Cognitive and Motor Rehabilitation and Development
Parkinson’s disease has serious impacts on motor and cognitive function, leading to balance instability, isolation and reduced independence and quality of life. This work shows evidence for positive and translatable effects on multiple dimensions of Parkinson’s disease symptom profiles with group exercise and dance training and on specific cognitive symptoms with daily computer-based training. Networks affected by Parkinson’s disease are also implicated in predictive and continuous control of body movement, and rhythm and timing. Rhythmic auditory stimulation is the most clinically effective application of music cognition research to date and has the potential to improve performance and quality of life of many individuals while also contributing to basic research on brain network architecture and dynamics and on neurodegenerative disease. In addition, I extended change point analysis methods, which I learned in Parkinson’s disease rehabilitation and training research, to infant data in order to analyze the developmental trajectory of rhythmic limb and vocal behavior in a typically developing infant.
References:
[1] Nguyen, H.M., Aravindakshan, A., Ross, J.M., & Disbrow, E.A. (2020). Time course of cognitive training in Parkinson disease. NeuroRehabilitation, 46, 311-320.

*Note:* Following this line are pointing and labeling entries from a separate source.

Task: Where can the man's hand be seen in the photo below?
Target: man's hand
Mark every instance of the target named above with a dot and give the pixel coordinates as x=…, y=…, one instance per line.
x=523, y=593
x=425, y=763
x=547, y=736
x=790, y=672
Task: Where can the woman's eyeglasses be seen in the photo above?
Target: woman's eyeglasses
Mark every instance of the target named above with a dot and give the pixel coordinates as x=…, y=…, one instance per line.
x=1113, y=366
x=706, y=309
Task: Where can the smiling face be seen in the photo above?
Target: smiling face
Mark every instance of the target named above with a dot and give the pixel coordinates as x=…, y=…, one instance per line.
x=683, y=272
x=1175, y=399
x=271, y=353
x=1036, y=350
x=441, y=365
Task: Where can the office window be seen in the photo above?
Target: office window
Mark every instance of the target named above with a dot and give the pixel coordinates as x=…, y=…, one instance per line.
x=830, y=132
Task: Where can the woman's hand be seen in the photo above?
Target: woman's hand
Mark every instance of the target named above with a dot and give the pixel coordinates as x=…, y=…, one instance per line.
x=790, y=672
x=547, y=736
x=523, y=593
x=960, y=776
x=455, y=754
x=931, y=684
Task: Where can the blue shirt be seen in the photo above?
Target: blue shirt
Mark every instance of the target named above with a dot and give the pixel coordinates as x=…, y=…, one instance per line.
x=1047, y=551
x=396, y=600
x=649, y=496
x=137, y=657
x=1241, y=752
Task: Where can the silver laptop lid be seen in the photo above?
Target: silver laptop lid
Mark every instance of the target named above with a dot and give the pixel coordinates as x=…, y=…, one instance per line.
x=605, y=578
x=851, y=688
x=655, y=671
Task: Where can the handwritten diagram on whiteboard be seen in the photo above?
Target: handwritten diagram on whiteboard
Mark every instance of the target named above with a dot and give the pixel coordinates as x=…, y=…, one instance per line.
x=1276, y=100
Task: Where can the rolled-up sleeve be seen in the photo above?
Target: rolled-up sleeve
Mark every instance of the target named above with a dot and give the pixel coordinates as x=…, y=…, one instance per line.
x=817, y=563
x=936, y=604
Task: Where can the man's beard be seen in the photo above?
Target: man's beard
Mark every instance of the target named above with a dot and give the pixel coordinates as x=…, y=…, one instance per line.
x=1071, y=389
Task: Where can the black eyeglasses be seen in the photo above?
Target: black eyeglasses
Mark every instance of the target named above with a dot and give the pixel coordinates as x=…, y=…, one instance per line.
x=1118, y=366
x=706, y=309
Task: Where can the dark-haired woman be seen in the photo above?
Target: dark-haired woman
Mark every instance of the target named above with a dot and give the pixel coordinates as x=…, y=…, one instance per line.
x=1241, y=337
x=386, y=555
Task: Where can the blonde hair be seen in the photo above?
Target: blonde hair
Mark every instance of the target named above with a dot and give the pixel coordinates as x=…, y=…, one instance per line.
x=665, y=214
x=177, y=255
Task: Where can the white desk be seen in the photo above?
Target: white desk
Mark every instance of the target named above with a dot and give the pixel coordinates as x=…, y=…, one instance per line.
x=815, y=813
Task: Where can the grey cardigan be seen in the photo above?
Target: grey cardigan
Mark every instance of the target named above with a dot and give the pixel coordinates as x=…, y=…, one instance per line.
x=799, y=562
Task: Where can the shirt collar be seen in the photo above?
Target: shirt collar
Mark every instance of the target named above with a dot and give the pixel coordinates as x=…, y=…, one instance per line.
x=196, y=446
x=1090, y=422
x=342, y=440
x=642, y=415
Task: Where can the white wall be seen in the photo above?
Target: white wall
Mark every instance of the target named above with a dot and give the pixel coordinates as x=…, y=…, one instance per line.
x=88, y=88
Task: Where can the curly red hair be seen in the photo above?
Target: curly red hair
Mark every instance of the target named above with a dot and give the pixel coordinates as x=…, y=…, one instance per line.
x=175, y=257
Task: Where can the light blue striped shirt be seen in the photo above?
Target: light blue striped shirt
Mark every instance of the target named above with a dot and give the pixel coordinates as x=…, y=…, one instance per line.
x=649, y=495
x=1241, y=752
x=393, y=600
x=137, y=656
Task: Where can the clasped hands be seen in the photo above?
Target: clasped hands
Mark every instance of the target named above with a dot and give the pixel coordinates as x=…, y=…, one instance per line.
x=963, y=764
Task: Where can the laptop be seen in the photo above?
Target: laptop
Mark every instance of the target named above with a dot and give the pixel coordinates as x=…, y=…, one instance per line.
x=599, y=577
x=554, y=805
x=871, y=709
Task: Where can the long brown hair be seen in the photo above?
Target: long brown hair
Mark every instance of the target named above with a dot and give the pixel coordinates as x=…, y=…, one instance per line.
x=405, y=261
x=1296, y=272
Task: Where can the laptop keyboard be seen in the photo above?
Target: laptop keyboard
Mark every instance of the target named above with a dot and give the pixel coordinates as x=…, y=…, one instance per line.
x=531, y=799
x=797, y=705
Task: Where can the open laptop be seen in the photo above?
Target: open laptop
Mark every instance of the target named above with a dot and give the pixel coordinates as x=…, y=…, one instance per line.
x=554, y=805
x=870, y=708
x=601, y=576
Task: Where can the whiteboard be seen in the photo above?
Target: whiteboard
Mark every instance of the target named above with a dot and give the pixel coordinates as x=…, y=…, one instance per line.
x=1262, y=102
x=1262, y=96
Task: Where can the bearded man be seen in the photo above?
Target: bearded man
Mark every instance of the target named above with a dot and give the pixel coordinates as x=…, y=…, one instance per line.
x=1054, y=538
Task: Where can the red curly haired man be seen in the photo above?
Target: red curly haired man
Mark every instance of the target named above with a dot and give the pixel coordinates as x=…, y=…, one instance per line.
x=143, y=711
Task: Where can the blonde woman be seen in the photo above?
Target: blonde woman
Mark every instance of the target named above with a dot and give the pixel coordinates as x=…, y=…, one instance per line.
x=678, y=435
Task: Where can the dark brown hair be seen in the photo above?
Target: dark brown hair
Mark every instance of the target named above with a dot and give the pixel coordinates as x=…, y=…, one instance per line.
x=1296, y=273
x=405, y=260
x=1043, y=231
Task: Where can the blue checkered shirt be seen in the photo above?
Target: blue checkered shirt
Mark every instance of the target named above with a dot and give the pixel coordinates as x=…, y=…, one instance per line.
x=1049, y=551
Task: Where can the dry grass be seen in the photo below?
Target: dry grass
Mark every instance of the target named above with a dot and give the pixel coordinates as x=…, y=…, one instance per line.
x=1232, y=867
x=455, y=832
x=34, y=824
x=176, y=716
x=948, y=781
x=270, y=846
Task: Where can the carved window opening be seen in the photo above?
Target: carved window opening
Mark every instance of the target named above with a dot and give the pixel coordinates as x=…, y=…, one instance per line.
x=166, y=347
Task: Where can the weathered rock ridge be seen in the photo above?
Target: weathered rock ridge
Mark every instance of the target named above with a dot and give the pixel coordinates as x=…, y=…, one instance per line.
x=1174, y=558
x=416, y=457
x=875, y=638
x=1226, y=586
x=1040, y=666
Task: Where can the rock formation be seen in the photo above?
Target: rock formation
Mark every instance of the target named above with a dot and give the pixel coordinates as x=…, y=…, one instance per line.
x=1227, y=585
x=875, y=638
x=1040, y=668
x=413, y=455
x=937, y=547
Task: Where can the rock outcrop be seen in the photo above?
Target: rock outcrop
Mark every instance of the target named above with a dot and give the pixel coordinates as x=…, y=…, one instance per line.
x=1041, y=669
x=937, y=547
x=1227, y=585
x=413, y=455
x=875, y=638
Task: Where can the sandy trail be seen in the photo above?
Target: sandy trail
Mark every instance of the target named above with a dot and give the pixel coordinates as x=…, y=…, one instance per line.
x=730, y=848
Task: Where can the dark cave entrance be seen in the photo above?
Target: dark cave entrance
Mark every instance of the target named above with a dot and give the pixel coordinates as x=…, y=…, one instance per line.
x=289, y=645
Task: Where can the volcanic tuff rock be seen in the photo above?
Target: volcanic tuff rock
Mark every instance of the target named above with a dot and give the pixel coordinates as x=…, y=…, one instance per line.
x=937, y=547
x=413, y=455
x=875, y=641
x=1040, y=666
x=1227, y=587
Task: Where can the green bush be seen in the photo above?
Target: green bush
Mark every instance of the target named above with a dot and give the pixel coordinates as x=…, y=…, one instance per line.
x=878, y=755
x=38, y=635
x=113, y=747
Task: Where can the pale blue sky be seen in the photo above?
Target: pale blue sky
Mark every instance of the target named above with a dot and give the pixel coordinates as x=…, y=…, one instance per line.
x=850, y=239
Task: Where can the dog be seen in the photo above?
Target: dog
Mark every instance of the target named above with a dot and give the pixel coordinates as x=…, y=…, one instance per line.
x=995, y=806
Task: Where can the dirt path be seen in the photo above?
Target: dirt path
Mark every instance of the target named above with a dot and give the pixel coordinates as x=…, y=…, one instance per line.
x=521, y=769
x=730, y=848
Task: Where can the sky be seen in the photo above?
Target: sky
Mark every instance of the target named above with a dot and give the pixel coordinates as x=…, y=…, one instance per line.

[2] Ventura, M.I., Barnes, D.E., Ross, J.M., Lanni, K.E., Sigvardt, K.A., & Disbrow, E.A (2016). A pilot study to evaluate multi-dimensional effects of dance for people with Parkinson’s disease. Contemp. Clin. Trials, 51, 50-55.
[3] Lanni, K.E., Ross, J.M., Higginson, C.I., Dressler, E.M., Sigvardt, K.A., Zhang, L., Malhado-Chang, N., & Disbrow, E.A. (2014). Perceived and performance-based executive dysfunction in Parkinson’s disease. Journal of Clinical and Experimental Neuropsychology, 36:4.
[4] Abney, D.H., Warlaumont, A.S., Haussman, A., Ross, J.M., & Wallot, S. (2014). Using non-linear methods to quantify changes in infant limb movements and vocalizations. Front. Psychol., 5:771.
Figure 1. The pairing of dynamical systems theory and complexity science brings novel concepts and methods to the study of infant motor development.
This longitudinal case study presents a new approach to characterizing the dynamics of infant limb and vocalization behaviors. A single infant’s vocalizations and limb movements were recorded from 51-days to 305-days of age. On each recording day, accelerometers were placed on all four of the infant’s limbs and an audio recorder was worn on the child’s chest. Using nonlinear time series analysis methods, such as recurrence quantification analysis and Allan factor, we quantified changes in the stability and multiscale properties of the infant’s behaviors across age as well as how these dynamics relate across modalities and effectors. We observed that particular changes in these dynamics preceded or coincided with the onset of various developmental milestones. For example, the largest changes in vocalization dynamics preceded the onset of canonical babbling. The results show that nonlinear analyses can help to understand the functional co-development of different aspects of infant behavior. (A) An overview of dynamic measures of development as a function of age, modality, and effector. Change point convergence between Taylor’s method (cumulative sum, CUSUM) and Mean Square Error (MSE) are indicated by dashed vertical lines. (B) Change point results with language and other motor milestones. Horizontal bars correspond with particular change points. Age is shown as a function of recording session. Figure adapted from Abney et al., 2014.
Figure 2. Computer-based cognitive training can improve internally generated (un-cued) movement initiation in people with Parkinson’s disease (PD).
Further, we show that optimal training duration can be relatively short (~8 days) and that more impaired patients receive the most gain, indicating that cognitive training should be tailored to individual needs. To determine the optimal training duration for computer-based neurorehabilitation of internally generated movement initiation, we studied 19 patients with PD and 21 age-matched controls, ages 50-85 years. The study included pre- and post-training evaluations and 30 training sessions. Computer training consisted of cued and un-cued movement trials. The training was adaptive in difficulty and designed to train internally generated (un-cued) movements. Outcome measures were reaction time and error rate, and cumulative sum (CUSUM) change point analysis was used to identify peak day of training improvement. Participants with PD were divided into impaired (IPD) and unimpaired (UPD) groups based on mean control group pre-training performance. All 3 groups showed improved reaction times and error rates for IR trials. However, the IPD group demonstrated significantly greater improvement in reaction times. Training was most effective in participants with greater disease severity and duration. Peak day of training improvement for the IPD group was 8 days. The figure shows the cumulative sum chart of the 4-digit bimanual internally generated response trials. Error bars represent standard error. Maximum points in the curve indicate the peak days of training. For patients in the IPD, UPD, and control groups, the peak days of training were 8, 9, and 10, respectively. Figure from Nguyen et al., 2020.